When Ortiz, 41, a major in the Army Reserve and the son of an Army officer, was called up in February 2003, he was assistant principal at Central Hardin High School in Cecilia, Ky., about 40 miles southwest of Louisville. Ortiz had been at the school a decade when his unit, based at nearby Fort Knox, was chosen to help rebuild an army base in Nasseria, Iraq. He and other Americans also rebuilt schools and constructed a water reservoir for rural villages.

In the midst of this work, Ortiz learned his school’s principal announced his retirement, so Ortiz applied for the job from afar. He interviewed with Superintendent Richard Hughes by phone and the school’s site-based council by satellite before he was hired for the school’s top job.

Ortiz had thought he would return by the end of 2003, but he ended up staying 11 months, which meant he spent most of his first year as principal in Iraq. Ortiz visited often via e-mail with his assistant principal and called the school’s interim principal every other week in order to stay informed about school affairs.

Instant Communication
Communication between the home front and the war zone is unbelievably clear and easy these days, thanks to e-mail and satellite phones. It’s so doable to keep tabs on what’s going on at home or the office, especially compared with earlier wars, such as Vietnam. Although some might view the instant communication as a double-edged sword because of the apparent speed with which bad news can be shared, the ease of communication is a boon overall, says Col. Tom Kolditz, who chairs the department of behavioral sciences and leadership at West Point. Communication eases the soldier’s mind, even when the news is about the tedium of everyday life.

“It’s very, very powerful,” Kolditz says. “Even if it’s just an e-mail message that tells where certain papers are, where the checkbook is, how to start the lawn mower. I saw a sergeant on video teleconference opening Christmas presents with his kids.”

Still, returning to school administrative work is difficult. Ortiz thought it would be an easy and welcome transition, yet he found himself taking lots of deep breaths to help him relax. He landed in March 2004 and resumed his school post a month later, after his school’s spring break.

“I probably came back too quickly,” Ortiz says.

That’s a common mistake, says Martha Rudd, an official with the Army’s public affairs office. Combat affects everyone differently. Some ease back into civilian life quickly. Others need more time. When soldiers first return from war, they’re often not as tuned into their needs as they should be, Rudd says.

“They just want to get back into their routine,” she says. “But post-traumatic stress disorder shows up later, not when they first return.”

Nowlin, the Arkansas superintendent, felt the effects of his military service intensely upon his third return from duty.
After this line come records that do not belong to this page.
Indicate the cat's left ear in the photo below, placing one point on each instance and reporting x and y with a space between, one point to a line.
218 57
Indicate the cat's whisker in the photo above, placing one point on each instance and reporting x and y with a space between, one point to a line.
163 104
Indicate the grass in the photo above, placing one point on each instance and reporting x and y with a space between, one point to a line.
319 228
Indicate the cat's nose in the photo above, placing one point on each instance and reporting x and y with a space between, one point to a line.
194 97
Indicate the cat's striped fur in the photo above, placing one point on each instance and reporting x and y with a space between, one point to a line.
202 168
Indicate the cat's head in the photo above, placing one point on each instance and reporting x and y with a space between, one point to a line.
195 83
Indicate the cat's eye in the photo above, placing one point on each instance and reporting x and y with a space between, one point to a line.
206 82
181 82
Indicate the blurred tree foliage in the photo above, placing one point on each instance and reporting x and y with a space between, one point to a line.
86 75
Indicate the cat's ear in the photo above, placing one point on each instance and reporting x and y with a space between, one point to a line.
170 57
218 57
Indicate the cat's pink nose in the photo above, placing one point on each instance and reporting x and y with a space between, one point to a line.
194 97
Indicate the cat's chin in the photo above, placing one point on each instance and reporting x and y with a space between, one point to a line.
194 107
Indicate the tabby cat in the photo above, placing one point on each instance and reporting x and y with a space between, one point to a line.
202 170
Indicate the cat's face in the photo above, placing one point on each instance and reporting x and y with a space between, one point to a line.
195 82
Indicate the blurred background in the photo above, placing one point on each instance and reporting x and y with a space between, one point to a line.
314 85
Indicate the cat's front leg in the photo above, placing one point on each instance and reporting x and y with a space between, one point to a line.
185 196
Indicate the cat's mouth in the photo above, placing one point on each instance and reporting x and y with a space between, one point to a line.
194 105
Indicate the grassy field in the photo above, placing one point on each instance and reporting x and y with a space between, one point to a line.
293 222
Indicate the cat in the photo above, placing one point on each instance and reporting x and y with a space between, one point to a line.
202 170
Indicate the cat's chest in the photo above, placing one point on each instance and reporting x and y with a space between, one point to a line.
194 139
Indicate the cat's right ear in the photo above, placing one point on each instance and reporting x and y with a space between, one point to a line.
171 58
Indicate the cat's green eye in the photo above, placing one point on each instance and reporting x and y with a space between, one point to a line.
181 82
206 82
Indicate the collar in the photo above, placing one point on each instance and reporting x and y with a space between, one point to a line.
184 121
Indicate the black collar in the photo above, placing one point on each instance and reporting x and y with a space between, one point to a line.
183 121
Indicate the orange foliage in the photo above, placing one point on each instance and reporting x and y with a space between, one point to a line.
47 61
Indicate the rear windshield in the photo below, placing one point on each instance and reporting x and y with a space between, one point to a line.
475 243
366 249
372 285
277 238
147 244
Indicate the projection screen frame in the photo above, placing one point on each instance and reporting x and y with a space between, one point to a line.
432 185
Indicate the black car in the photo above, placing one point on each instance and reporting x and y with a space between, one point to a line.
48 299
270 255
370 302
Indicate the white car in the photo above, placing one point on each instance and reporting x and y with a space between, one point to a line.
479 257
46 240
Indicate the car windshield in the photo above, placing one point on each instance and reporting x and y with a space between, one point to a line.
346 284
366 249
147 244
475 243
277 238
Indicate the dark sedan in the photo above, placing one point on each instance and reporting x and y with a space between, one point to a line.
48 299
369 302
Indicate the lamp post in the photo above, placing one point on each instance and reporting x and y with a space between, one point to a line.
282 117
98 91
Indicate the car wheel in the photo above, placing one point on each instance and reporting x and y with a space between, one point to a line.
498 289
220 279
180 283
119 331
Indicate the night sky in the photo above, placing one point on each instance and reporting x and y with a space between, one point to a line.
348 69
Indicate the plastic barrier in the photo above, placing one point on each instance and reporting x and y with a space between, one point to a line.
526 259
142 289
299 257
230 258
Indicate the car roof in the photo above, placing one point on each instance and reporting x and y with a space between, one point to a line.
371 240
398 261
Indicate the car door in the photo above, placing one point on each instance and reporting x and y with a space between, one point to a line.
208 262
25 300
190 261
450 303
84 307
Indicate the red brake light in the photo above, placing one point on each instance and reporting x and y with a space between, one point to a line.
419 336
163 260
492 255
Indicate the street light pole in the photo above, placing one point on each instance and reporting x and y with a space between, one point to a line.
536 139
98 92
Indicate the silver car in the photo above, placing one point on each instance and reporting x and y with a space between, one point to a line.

His Guard unit had 10 days from the time they landed on U.S. soil until they were back in their home state. The Guard members were tired, and they’d lost four men during their time away. Nowlin had known some of the dead for 30 years, he says.

The experience changed him, mostly for the better, Nowlin says. He’s more emotional now because of all that he saw. He’s more compassionate. He’s probably also a better leader, he says. And though he hopes his unit isn’t mobilized again anytime soon, Nowlin says he’s enjoyed his time in the military. “That’s just me, and everybody knows it,” he says.

The U.S. military operates better with individuals such as Nowlin willing to serve, says Palmer of the Employer Support of the Guard and Reserve committee. School leaders and teachers bring stability to the military, he says, because “they have sets of skills that career military doesn’t have.

“They can walk in and say, ‘I understand your problems.’ You can’t be a good superintendent without having good consensus-building skills,” Palmer says. “You build a better military when you bring those consensus-building skills into the military.”